Generative learning for discrete MNIST data using randomly structured SPNs

This notebook shows how to build a randomly structured SPN and train it with online hard EM on binarized MNIST data.

Setting up the imports and preparing the data

We load the data from tf.keras.datasets. Preprocessing consists of flattening and binarization of the data.

In [ ]:
%matplotlib inline
import libspn as spn
import tensorflow as tf
import numpy as np
from libspn.examples.utils.dataiterator import DataIterator
import matplotlib.pyplot as plt

# Load
(train_x, train_y), (test_x, test_y) = tf.keras.datasets.mnist.load_data()

def binarize(x):
    return np.where(np.greater(x / 255., 0.25), 1.0, 0.0)

def flatten(x):
    return x.reshape(-1, np.prod(x.shape[1:]))

def preprocess(x, y):
    return binarize(flatten(x)).astype(int), np.expand_dims(y, axis=1)

# Preprocess
train_x, train_y = preprocess(train_x, train_y)
test_x, test_y = preprocess(test_x, test_y)

Defining the hyperparameters

Some hyperparameters for the SPN.

  • num_subsets is used for the DenseSPNGenerator. This corresponds to the number of variable subsets joined by product nodes in the SPN.
  • num_mixtures is used for the DenseSPNGenerator. This corresponds to the number of sum nodes per scope.
  • num_decomps is used for the DenseSPNGenerator. This corresponds to the number of decompositions generated at each level of products from top-down.
  • num_vars corresponds to the number of input variables (the number of pixels in the case of MNIST).
  • balanced is used for the DenseSPNGenerator. If true, then the generated SPN will have balanced subsets and will consequently be a balanced tree.
  • input_dist is the input distribution (the first product/sum layer in the SPN). spn.DenseSPNGenerator.InputDist.RAW corresponds to raw indicators being joined (so first layer is a product layer). spn.DenseSPNGenerator.InputDist.MIXTURE would correspond to a sums on top of each indicator.
  • num_leaf_values is the number of unique discrete values in the leaf distribution (2 since data is binary).
  • inference_type determines the kind of forward inference where spn.InferenceType.MARGINAL corresponds to sum nodes marginalizing their inputs. spn.InferenceType.MPE would correspond to having max nodes instead.
  • num_classes, batch_size and num_epochs should be obvious:)
In [ ]:
# Number of variable subsets that a product joins
num_subsets = 2
# Number of sums per scope
num_mixtures = 4
# Number of variables
num_vars = train_x.shape[1]
# Number of decompositions per product layer
num_decomps = 1
# Generate balanced subsets -> balanced tree
balanced = True
# Input distribution.

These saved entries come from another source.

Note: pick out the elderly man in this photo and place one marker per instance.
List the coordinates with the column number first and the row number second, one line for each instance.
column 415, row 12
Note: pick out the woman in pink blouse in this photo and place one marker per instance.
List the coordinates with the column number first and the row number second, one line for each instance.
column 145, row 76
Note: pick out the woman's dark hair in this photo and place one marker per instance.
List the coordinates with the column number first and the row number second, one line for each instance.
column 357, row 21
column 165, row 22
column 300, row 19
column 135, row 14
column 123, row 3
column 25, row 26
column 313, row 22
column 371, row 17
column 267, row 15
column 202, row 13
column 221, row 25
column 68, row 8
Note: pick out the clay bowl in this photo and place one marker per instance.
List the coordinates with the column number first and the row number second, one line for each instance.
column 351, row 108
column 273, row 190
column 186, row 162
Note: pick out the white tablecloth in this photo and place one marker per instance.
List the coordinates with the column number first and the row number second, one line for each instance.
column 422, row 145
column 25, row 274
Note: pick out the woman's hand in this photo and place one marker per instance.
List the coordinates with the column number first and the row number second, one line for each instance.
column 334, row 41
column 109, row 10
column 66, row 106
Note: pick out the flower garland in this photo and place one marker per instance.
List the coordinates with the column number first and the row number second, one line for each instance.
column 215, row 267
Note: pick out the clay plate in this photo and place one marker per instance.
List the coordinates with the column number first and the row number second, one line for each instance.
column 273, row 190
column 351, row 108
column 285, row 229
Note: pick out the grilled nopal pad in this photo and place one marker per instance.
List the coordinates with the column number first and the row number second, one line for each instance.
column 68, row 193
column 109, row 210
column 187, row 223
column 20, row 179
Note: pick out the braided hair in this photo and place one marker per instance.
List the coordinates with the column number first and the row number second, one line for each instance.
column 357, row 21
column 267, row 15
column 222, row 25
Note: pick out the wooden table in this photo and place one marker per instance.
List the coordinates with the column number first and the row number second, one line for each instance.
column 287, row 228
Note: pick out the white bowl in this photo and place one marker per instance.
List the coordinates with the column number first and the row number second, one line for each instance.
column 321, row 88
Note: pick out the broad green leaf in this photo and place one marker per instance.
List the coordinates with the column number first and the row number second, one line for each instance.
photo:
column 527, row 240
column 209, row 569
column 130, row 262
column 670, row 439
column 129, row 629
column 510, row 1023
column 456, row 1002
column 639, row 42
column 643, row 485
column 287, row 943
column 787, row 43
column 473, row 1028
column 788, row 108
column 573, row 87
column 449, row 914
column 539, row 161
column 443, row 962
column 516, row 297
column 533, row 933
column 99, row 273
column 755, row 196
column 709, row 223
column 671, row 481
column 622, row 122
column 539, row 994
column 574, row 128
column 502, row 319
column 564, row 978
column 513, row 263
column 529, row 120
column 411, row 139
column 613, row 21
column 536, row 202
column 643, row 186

Raw corresponds to first layer being product that 
# takes raw indicators
input_dist = spn.DenseSPNGenerator.InputDist.RAW
# Number of different values at leaf (binary here, so 2)
num_leaf_values = 2
# Initial value for path count accumulators
initial_accum_value = 0.1
# Inference type (can also be spn.InferenceType.MPE) where 
# sum nodes are turned into max nodes
inference_type = spn.InferenceType.MARGINAL

# Number of classes
num_classes = 10
batch_size = 32
num_epochs = 10

Building the SPN

Our SPN consists of binary leaf indicators, a dense SPN per class and a root node connecting the 10 class-wise sub-SPNs. We also add an indicator node to the root node to model the latent class variable. Finally, we generate Weight nodes for the full SPN by using spn.generate_weights.

In [ ]:
# Reset the graph
tf.reset_default_graph()

# Leaf nodes
leaf_indicators = spn.IndicatorLeaf(num_vals=num_leaf_values, num_vars=num_vars)

# Generates densely connected random SPNs
dense_generator = spn.DenseSPNGenerator(
    node_type=spn.DenseSPNGenerator.NodeType.BLOCK,
    num_subsets=num_subsets, num_mixtures=num_mixtures, num_decomps=num_decomps, 
    balanced=balanced, input_dist=input_dist)

# Generate a dense SPN for each class
class_roots = [dense_generator.generate(leaf_indicators) for _ in range(num_classes)]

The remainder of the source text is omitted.